I am certain the master bathroom has seen some remodeling; however, unlike other improvements in the home, the bathroom could use another refreshing. We plan to make some changes in the near future, but our most important issue after moving in was privacy. A prior owner had used a spray giving the window glass a frosted look with a clear border. This solution seemed to be a good enough for the tenants who occupied the home while we were preparing to sell our home. However, the last tenant removed the frosted part on one window, and the children must have picked away at the other window leaving it less than attractive. Once we moved in, we needed the light, but needed the privacy more. I had purchased some temporary blinds, and we lived with them for a couple of weeks; but I could only tolerate that for a short time.
In the mean time, I had been thinking of an inexpensive solution that would be attractive enough, private enough and easy enough for the short term until we make some major adjustments to this bathroom.
On a previous trip to IKEA, I had seen a new pattern of sliding panels and was thinking of different ways I might make the panel work for me. The panels are only 24 inches wide, and fortunately the bathroom windows are about the same size. The upper portion of the double sash windows provide enough privacy because of foliage outside, but the lower half was my concern. I did not want to install the sliding frames that are available for these panels, but did want to keep the project simple.
I purchased small, slender, cafe curtain rods easily found in just about any hardware or big box store. To give the panel some weight to hang properly, I purchased one- quarter inch steel dowels, and sewed a pocket on the top of my fabric and bottom of my panel fabric; slipped the curtain rod in the top and the steel dowel in the bottom; gravity did the rest, pulling the curtain down snuggly to the window sill.
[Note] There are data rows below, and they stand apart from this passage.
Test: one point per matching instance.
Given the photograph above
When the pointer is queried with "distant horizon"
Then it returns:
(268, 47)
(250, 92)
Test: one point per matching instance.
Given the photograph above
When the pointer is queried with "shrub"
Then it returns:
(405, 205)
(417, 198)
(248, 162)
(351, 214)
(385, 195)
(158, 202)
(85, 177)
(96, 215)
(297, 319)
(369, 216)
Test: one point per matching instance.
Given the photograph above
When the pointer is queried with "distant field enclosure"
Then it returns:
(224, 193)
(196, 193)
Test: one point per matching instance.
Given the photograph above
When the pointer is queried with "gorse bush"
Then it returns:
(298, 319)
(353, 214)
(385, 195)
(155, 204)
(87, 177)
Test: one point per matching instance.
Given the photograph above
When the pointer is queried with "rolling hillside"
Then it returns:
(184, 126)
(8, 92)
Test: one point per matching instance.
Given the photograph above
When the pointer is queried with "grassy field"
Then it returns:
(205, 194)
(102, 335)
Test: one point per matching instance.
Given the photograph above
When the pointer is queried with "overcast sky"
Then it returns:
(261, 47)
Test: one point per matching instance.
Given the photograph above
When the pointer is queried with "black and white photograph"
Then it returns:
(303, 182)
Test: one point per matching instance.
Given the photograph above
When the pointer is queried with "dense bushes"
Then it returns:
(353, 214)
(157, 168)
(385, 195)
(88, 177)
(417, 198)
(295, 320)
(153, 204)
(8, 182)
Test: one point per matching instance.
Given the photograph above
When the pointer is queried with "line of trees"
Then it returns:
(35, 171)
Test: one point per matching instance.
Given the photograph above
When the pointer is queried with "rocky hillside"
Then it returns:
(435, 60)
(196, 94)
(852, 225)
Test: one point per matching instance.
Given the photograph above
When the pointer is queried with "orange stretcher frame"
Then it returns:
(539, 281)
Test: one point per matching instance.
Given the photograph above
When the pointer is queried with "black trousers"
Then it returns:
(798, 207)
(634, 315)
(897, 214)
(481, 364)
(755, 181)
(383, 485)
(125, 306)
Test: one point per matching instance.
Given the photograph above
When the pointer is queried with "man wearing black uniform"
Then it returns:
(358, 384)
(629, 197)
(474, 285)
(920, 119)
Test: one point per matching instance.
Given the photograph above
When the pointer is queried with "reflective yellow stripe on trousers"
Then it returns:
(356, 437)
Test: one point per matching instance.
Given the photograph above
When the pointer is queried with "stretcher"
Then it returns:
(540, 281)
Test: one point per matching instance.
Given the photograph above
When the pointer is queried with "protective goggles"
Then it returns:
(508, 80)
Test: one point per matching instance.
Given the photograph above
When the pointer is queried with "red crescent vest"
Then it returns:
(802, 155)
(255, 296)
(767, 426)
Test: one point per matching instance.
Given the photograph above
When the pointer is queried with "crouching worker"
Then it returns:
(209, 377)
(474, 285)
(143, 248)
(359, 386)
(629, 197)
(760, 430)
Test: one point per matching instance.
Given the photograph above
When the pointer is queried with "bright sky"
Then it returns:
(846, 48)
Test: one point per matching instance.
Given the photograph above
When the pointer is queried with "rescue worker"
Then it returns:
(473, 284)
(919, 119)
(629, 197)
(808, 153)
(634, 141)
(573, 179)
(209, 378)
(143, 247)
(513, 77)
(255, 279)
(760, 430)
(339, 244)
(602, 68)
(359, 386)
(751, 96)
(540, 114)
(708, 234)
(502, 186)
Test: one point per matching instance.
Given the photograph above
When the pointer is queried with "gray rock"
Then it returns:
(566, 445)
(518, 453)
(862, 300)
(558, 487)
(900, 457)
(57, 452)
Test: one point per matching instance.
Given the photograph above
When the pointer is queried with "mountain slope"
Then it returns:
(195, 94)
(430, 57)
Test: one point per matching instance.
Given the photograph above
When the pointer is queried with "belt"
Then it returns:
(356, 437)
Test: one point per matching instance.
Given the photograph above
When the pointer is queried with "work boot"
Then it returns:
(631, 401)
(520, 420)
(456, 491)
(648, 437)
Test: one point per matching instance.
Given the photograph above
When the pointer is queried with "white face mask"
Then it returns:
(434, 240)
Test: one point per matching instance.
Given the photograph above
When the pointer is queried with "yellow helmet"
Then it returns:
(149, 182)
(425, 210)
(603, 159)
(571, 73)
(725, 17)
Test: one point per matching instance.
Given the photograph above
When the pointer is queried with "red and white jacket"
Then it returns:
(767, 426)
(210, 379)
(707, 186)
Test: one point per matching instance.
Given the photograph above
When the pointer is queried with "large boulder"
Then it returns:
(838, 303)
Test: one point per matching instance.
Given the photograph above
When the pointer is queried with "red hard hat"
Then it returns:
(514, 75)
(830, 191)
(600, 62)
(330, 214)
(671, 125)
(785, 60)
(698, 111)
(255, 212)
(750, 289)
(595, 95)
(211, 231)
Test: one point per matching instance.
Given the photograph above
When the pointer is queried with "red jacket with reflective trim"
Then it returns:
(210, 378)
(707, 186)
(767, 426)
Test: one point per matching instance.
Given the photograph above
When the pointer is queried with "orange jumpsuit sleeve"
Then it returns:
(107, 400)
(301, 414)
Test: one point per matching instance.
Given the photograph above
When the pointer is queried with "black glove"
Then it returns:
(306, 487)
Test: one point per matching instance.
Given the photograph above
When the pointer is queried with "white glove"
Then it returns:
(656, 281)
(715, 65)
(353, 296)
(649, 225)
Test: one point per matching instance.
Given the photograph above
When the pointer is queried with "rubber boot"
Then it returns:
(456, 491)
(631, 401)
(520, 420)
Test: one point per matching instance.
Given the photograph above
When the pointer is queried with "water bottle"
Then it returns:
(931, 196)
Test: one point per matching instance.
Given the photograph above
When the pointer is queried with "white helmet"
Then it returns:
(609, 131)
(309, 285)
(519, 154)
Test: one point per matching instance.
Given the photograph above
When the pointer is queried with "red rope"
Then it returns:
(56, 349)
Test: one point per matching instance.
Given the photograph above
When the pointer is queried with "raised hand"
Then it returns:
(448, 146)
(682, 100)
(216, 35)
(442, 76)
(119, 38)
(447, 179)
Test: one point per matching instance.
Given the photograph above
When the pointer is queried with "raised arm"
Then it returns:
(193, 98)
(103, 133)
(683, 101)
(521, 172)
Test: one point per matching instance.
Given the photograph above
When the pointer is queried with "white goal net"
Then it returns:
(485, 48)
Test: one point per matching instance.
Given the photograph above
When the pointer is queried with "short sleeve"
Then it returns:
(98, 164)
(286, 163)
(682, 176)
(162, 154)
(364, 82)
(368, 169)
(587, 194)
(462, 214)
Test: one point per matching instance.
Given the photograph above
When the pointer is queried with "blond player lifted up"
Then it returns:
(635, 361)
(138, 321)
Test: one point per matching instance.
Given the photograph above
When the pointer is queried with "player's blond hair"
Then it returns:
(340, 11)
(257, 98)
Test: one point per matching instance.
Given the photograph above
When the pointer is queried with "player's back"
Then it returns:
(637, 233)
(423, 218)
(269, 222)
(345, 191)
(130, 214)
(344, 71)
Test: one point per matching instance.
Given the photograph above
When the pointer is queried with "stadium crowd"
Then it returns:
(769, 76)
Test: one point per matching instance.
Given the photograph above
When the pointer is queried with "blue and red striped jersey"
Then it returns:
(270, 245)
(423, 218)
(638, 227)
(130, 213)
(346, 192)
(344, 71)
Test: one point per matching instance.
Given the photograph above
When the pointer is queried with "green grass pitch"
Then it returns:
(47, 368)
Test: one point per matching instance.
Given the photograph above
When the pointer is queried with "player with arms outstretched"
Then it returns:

One of the reasons this was so easy and simple is that the fabric edges, a poly or plastic of some sort, will not fray; so there was no finishing to the edges, as there would be with other fabrics. I liked this grid or checker pattern because it lent itself to a country or more modern style. I had enough fabric left to do a similar treatment on the back door window that gives both our neighbor to the north, and us a bit more privacy. The only change I made in the construction was to fix the same type of rods to the top and bottom so the bottom was firmly fixed, and would not bang on the door every time the door opened or closed. With the bathroom windows, this was not an issue and, having the bottom of the window blind not fixed, makes opening the windows in the bath room easier.
Covering three windows for under $30 feels like a good deal to me. I saved my dollars for the kitchen and dining room windows and went with linen top-down and bottom-up blinds that allow light and privacy, a win, win.